Explaining the NPP’s irrigation development strategy over the past three years, Dr Gyiele recalled that the main problem with agriculture, particularly in the northern regions, has been a lack of water in the eight-month dry season for crop production, livestock watering, domestic use and construction purposes. Many women have to walk for miles to fetch water in the dry season and finding water for cattle is also a major problem.
Addressing the press on Wednesday, July 8, 2020, Dr Gyiele stated: “This is the main problem. We are talking about a lack of water for rural people who are mostly farmers. Historically, various governments have made efforts to increase the amount of irrigable land in the northern savannah zone. But out of the 1.9m hectares of irrigable land, only 33,000 hectares, representing 0.02% has been brought under irrigation, with only 13,000 hectares made up of public irrigation schemes. This is unacceptable.
“Recognizing this problem, upon assumption of power, the NPP government has adopted measures to bring about a change in the level and speed of irrigation development. The objective is to expand the area under irrigation; maintain and make more efficient existing irrigation schemes, some of which date back to dr Kwame Nkrumah’s days; and to make more water available and accessible to rural dwellers, especially farmers in the dry season.
“A three-pronged approach has therefore been adopted, namely the construction of large scale multipurpose dams such as Pwalugu, Tono and Vea to bring large tracts of irrigable land into use; the construction of small irrigation dams; and the construction of small earth dams for domestic water storage, livestock watering, faming and construction. This is the largest stock of such small earth dams provided since independence.”
437 dams have so far been awarded on contract, Dr Gyiele revealed, with 30 of them up to 50% complete, 69 between 50 and 89% complete, and 339 of them 90-100% complete. Each dam is projected to provide water for up to 5 hectares of land.

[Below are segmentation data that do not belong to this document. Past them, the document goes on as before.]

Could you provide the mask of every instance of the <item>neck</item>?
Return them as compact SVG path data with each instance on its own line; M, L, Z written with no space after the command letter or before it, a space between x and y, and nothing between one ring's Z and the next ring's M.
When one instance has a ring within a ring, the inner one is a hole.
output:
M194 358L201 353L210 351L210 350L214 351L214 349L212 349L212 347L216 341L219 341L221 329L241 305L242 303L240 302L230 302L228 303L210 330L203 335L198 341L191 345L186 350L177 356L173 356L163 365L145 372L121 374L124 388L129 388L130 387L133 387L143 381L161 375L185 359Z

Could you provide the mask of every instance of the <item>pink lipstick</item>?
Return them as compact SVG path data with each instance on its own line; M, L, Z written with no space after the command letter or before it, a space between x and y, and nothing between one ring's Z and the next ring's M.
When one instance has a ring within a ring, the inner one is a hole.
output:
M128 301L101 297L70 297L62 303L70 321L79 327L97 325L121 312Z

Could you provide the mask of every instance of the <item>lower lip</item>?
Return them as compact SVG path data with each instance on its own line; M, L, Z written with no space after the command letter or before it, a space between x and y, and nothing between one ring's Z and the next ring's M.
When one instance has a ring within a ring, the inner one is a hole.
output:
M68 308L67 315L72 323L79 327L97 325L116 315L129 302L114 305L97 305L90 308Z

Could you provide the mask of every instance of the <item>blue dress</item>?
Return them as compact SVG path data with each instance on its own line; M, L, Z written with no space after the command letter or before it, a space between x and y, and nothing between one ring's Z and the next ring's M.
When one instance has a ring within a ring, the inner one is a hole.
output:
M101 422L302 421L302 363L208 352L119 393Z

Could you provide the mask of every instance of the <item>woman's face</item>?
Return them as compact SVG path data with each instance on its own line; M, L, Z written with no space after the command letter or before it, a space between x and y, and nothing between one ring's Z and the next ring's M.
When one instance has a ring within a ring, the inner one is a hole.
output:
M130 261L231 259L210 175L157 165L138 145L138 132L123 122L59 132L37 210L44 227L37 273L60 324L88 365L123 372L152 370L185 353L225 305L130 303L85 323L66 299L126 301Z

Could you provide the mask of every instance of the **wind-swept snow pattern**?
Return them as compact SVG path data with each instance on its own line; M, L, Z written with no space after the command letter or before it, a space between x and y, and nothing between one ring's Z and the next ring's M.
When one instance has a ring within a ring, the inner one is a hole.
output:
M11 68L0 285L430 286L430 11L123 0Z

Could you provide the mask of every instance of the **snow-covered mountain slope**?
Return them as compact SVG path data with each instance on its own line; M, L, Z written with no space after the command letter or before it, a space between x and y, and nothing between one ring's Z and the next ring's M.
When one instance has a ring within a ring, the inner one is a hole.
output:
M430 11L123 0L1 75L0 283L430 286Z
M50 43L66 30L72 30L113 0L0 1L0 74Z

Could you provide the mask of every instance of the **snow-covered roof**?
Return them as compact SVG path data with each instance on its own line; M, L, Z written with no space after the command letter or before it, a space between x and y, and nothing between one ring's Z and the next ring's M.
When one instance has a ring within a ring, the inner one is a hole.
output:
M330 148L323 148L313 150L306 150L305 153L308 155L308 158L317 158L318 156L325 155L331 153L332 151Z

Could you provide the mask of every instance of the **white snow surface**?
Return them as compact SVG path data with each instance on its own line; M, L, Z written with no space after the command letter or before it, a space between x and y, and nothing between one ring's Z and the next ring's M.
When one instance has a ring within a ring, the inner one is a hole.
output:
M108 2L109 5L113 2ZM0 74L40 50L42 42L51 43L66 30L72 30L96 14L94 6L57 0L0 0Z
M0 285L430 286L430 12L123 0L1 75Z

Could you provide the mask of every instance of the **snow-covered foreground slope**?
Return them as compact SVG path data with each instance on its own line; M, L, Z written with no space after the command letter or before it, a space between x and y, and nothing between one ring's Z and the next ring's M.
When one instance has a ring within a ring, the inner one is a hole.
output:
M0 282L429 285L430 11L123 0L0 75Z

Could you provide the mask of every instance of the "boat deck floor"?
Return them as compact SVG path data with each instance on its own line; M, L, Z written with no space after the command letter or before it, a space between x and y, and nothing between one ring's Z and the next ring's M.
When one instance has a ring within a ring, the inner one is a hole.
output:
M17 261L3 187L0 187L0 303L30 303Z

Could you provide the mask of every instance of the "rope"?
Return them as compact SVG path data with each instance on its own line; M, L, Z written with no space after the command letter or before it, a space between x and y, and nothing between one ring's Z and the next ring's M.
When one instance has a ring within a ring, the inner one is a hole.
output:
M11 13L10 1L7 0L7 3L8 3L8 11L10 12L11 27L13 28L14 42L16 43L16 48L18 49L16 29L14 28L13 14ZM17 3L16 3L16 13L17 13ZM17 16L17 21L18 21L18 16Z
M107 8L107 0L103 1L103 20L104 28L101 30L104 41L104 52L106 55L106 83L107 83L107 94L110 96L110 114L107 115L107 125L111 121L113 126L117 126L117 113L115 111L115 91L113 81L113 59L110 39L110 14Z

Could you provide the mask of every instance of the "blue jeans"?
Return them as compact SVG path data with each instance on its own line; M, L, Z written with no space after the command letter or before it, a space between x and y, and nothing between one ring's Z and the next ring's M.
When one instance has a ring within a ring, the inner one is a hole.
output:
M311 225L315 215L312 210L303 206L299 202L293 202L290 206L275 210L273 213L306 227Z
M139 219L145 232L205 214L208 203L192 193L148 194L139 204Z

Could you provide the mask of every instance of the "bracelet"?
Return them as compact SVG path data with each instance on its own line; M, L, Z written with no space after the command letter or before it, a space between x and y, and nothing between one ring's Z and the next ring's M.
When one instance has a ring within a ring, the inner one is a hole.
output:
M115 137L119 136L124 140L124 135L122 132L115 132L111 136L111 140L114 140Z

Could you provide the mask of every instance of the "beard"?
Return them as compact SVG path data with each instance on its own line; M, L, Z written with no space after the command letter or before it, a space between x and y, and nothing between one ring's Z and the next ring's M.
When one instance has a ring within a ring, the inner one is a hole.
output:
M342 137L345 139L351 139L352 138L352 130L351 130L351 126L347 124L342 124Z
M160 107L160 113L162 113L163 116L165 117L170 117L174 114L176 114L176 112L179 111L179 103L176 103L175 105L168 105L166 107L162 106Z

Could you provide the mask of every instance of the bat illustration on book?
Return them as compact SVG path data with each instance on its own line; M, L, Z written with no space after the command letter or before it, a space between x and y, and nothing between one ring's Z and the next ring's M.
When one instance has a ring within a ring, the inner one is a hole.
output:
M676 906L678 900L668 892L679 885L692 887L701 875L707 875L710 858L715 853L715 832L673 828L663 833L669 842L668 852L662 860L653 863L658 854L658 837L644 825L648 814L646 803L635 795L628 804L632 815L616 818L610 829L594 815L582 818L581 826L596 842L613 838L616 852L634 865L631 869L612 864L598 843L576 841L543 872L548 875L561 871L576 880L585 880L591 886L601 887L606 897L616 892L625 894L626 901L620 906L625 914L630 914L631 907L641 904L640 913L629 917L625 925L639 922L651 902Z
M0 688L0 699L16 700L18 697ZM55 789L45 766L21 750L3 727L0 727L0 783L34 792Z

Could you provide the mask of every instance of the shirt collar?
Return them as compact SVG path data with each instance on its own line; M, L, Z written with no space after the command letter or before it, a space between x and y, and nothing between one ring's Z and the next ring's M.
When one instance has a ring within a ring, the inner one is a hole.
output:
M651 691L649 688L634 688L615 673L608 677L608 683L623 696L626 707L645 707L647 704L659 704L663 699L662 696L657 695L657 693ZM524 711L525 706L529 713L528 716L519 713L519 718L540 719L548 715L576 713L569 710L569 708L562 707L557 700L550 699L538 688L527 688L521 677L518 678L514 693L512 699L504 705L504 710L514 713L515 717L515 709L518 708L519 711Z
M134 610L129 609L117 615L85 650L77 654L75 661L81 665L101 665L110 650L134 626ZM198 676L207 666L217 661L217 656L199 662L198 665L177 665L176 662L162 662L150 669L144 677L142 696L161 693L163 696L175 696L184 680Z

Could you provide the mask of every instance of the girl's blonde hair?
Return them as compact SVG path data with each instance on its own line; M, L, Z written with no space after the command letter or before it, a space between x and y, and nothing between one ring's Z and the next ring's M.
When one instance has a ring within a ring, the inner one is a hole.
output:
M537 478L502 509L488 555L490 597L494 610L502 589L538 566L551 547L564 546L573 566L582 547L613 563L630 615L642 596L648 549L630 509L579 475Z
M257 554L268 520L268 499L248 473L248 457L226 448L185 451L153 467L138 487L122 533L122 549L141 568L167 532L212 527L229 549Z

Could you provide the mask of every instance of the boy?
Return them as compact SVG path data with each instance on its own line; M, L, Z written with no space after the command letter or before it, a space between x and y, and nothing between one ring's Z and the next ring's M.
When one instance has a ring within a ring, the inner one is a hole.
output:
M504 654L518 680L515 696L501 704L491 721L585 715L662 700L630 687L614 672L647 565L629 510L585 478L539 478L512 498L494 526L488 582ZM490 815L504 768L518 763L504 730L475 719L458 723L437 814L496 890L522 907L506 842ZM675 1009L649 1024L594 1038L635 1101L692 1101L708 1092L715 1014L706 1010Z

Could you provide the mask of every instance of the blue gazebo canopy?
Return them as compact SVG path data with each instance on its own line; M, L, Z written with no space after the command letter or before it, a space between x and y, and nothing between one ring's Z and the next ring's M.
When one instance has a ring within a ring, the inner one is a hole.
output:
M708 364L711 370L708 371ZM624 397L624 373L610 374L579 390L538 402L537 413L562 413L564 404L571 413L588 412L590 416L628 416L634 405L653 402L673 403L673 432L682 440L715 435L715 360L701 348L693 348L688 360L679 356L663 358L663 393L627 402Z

“No government since independence has brought as much land under irrigation in Ghana (and the north for that matter) as the NPP is doing with the Pwalugu Dam which all other Governments since independence have paid lip service to. The Pwalugu dam alone will bring over 24,000 hectares of irrigable land into use.”
Responding to recent claims that about ninety (90%) percent of dams constructed under Ghana’s One-Village One-Dam initiative in the Upper East Region cannot be used for irrigation purposes, Dr Gyiele questioned the basis for such a claim since among others, there are different types of irrigation schemes, construction works were still ongoing, and the date of completion was also important.
“I don’t know the basis for this claim, but I suspect the researcher’s assumption was based on a particular irrigation system. As I said, there are three irrigation systems – gravity irrigation, where the dam is on a high land, you open and the water runs by gravity. Then you have the sprinkler irrigation, but you need a pump for that. Then you have the drip irrigation, which is also known as precision irrigation. What we are doing is mainly for drip irrigation.
“So for someone to say it is not suitable for irrigation, the question is, on what basis is he judging? If it is not suitable for gravity, can’t you do sprinkler? Can’t you do drip? People use wells or even poly tanks for irrigation so why can’t we use small dams? The thinking that resulted in that conclusion is not logical. We will need to interrogate his claims further. In any case, the dams are not only for irrigation. They will provide water for household use, for livestock, for construction of homes, etc. and have brought major relief to the communities where they are located.”
The One Village One Dam initiative, under the auspices of the Ministry of Special Development Initiatives (MSDI) is seeking to construct 560 Small Earth Dams in some remote and deprived villages across the northern regions. This is to ensure all year availability of water. These projects are funded from the allocation to each constituency, the cedi equivalent of US$1 million to finance basic Infrastructure projects.
When completed, each dam is hold more than 30,000 cubic metres of water when full, enough to survive the dry season in any year.
These dams taken together with the rehabilitation of dams such as Tono and Vea and the construction of Pwalugu dam represent a game-changer in northern Ghana in terms of access to water for domestic and basic use, for livestock and irrigation. It is a holistic approach by government.